How Julian Edelman Balances Playing Smart With Desire To ‘Go 120’

FOXBORO, Mass. — Julian Edelman went airborne multiple times during last Sunday’s win over the New York Jets, crashing hard to the MetLife Stadium turf on two separate occasions.

The New England Patriots wide receiver, who’s made a living absorbing bone-crushing hits from much larger defenders, was asked Friday whether he ever thinks about preserving his body when he’s on the field. Is it the best idea to allow yourself to be cartwheeled through the air like that?

His answer was enlightening.

Edelman, who missed all of last season with a torn ACL, said he’d much rather deal with an awkward fall if it means avoiding another potential knee injury, especially following the NFL’s ban on hits to the head.

“I mean, sometimes you feel like you’re preserving yourself (when you go airborne),” he said, “because with the new rules, they’re not going to hit you high.

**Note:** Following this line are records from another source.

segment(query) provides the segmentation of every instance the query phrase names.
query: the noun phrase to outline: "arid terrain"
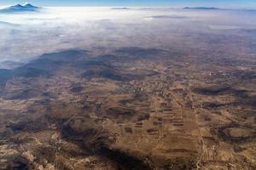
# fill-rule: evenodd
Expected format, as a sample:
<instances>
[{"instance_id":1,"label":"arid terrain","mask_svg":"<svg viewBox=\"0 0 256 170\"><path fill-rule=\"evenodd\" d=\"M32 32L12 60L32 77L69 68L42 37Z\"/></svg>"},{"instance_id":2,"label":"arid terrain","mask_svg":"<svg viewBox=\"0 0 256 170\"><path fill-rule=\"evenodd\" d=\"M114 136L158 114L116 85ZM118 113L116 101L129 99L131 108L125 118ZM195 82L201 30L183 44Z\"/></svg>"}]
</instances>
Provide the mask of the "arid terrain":
<instances>
[{"instance_id":1,"label":"arid terrain","mask_svg":"<svg viewBox=\"0 0 256 170\"><path fill-rule=\"evenodd\" d=\"M0 170L256 169L256 10L43 9L0 14Z\"/></svg>"},{"instance_id":2,"label":"arid terrain","mask_svg":"<svg viewBox=\"0 0 256 170\"><path fill-rule=\"evenodd\" d=\"M0 70L0 169L255 169L255 53L218 50L73 49Z\"/></svg>"}]
</instances>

So I’d rather tumble and fall on a back or a shoulder than have my knees taken out, which is the route this league’s going. So sometimes, that is that kind of decision.”

Edelman knows, though, that there’s danger on every play in the NFL, especially when you play the perilous position of slot receiver.

“The game is unpredictable,” the 32-year-old said. “You try to control the chaos, but you can’t always control the chaos. Sometimes, you bite your lip. Sometimes, you just jump. And when you’re in that air, you’re by the grace of God. So I don’t know.”

Since returning from suspension in Week 5, Edelman ranks second among Patriots pass-catchers with 44 receptions for 510 yards and is tied for the team lead with three receiving touchdowns. He’s been limited with foot, heel and ankle injuries at times but was removed from the injury report ahead of Sunday’s matchup with the Minnesota Vikings.

“I’m going to go out there, and I’m going to play hard,” Edelman said. “And obviously, you’ve got to play smart the older you get in this league. But I go 120 (miles per hour). That’s just what I do. Unfortunately, it’s a strength and a weakness.”